Cooperatives are also key to make a positive difference in the lives of the most vulnerable members of society, such as host communities and refugees. This is exemplified in Jordan, where cooperative services are extended to non-nationals, including refugees.

However, cooperatives' development in the region still faces hindrances from various local challenges, including the absence of national and local policies, limited awareness of cooperative significance, restricted agricultural sector financing, and the challenge of integrating women into cooperative societies to increase female participation.

While agriculture is crucial for employment and poverty reduction in Lebanon, its cooperative movement lags, affecting the overall growth of the agricultural and agri-food sectors nationwide.

“In these challenging times, the cooperatives could be the answer to fostering better cooperation among the people of a geographic area and improving their situation,” says Gloria Abouzeid, Director-General of Cooperatives at the Ministry of Agriculture. “Training is always essential, particularly in building the capacity of employees at the Lebanese General Directorate of Cooperatives (GDC) within the Ministry of Agriculture (MoA) and other stakeholders in the cooperative sector. This approach aims to elevate the entire sector to a higher standard, with the ultimate goal of establishing sustainable cooperatives.
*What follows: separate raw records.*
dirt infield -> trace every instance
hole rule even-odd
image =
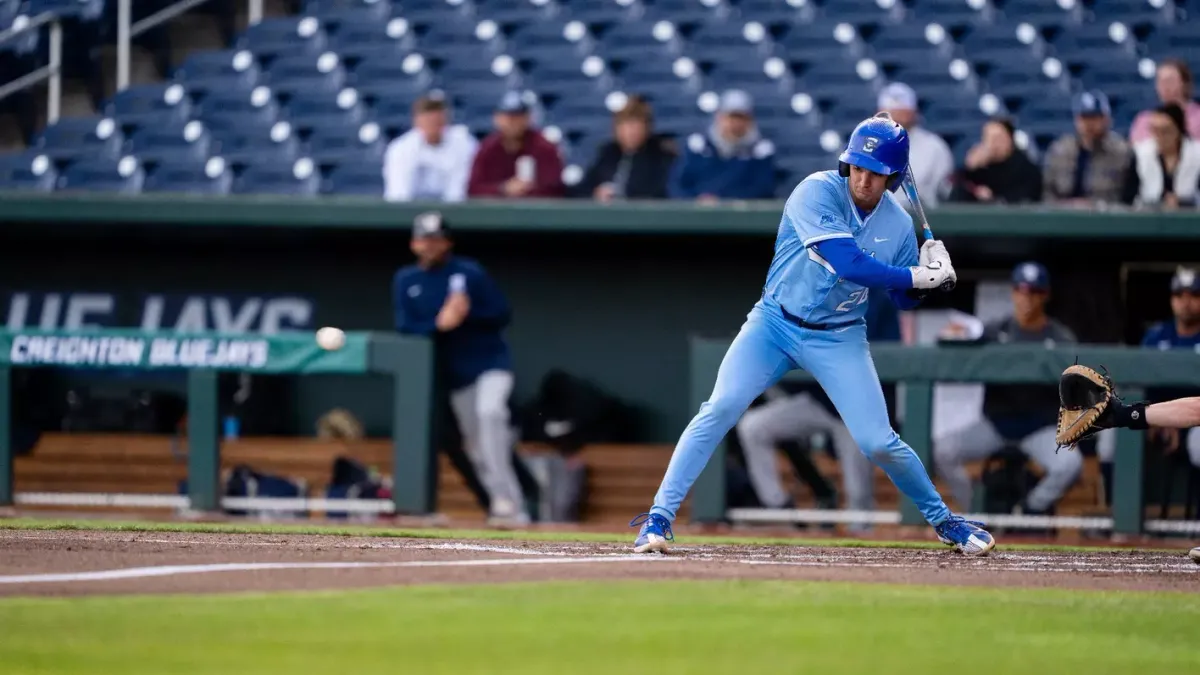
[[[332,535],[0,531],[0,595],[318,590],[573,579],[807,579],[1200,591],[1186,554],[688,546]]]

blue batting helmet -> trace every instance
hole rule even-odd
[[[887,187],[895,191],[908,168],[908,132],[887,113],[863,120],[838,157],[838,173],[849,176],[851,166],[889,176]]]

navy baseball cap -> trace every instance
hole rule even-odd
[[[1013,288],[1030,291],[1050,290],[1050,272],[1041,263],[1023,262],[1013,268]]]
[[[1112,108],[1108,105],[1108,97],[1101,91],[1081,91],[1071,101],[1071,112],[1076,117],[1111,117]]]
[[[425,237],[450,237],[450,224],[437,211],[426,211],[413,219],[414,239]]]
[[[1175,271],[1175,276],[1171,277],[1171,294],[1183,291],[1200,293],[1200,276],[1196,275],[1196,270],[1180,267]]]
[[[496,112],[502,113],[523,113],[529,112],[529,104],[521,96],[519,91],[505,92],[504,96],[500,97],[500,103],[496,106]]]

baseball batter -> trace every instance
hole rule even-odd
[[[503,336],[508,300],[478,262],[451,253],[449,226],[440,213],[416,217],[410,246],[416,264],[401,268],[392,280],[396,330],[434,338],[467,456],[488,492],[491,520],[525,524],[529,517],[521,506],[509,428],[513,372]]]
[[[784,206],[762,298],[750,310],[708,401],[684,430],[634,551],[667,551],[671,524],[717,444],[762,392],[794,368],[828,394],[867,458],[920,509],[938,538],[968,555],[995,546],[982,523],[953,515],[929,474],[892,429],[866,339],[870,289],[901,309],[956,280],[945,246],[918,252],[912,218],[892,196],[908,167],[908,133],[886,118],[860,123],[837,171],[800,182]]]

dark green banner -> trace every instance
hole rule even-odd
[[[312,333],[186,335],[137,330],[0,332],[0,365],[66,368],[202,368],[259,373],[365,373],[367,334],[322,349]]]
Training should be designed to reach all members of the cooperatives, as many of them may not be fully aware of their rights and responsibilities.”

In Iraq, despite decades of promoting farmer cooperatives, also through specific legislation, their impact on the agricultural sector remains limited due to inadequate funding, a weak cooperative culture among farmers, and a shortage of qualified personnel.

“This session has been a valuable opportunity for us. The presence of representatives from Lebanon, Jordan, Palestine, Syria, and Iraq provides a unique chance to share knowledge,” said Yahya Abdel Mahjoub Al-Hamad, Chairman of the East Gate Organization for Sustainable Development, Economic Research and Market Studies in Iraq’s Nineveh. “I am now planning to establish a technical unit in our centre to aid those interested in forming cooperatives and propose legal amendments to align with the requirements of cooperative societies. These efforts will support association formation and enhance their success in Iraq.”

Last year, ILO PROSPECTS conducted a thorough assessment of cooperatives, farmers' and producers' groups, and related challenges in Iraq's Kurdistan Region. The Ministry of Agriculture is currently revising cooperative laws. Partnering with the ILO for training could strengthen the institutional framework. This partnership could also boost the role of the General Federation of Agricultural Cooperative Societies’ (GFACS) in improving food security and spur the engagement with private sector actors in the value chain to support cooperatives.

“Engaging in workshops run by international trainers from the ILO is a unique opportunity,” said Amjad Obaid Muhammad, Director of Horticulture from Dohuk Governorate. “Bringing trainees with diverse expertise from various countries is a valuable step, enriching our knowledge. Personally, it significantly improved my training skills, understanding of training methods, and strengthened my commitment to supporting our country's farmers in collective endeavours.”

PROSPECTS is a strategic four-year global partnership that supports host communities and displaced populations in eight countries across East and North Africa and the Arab States and which also includes the International Finance Corporation, the World Bank, UNHCR and UNICEF.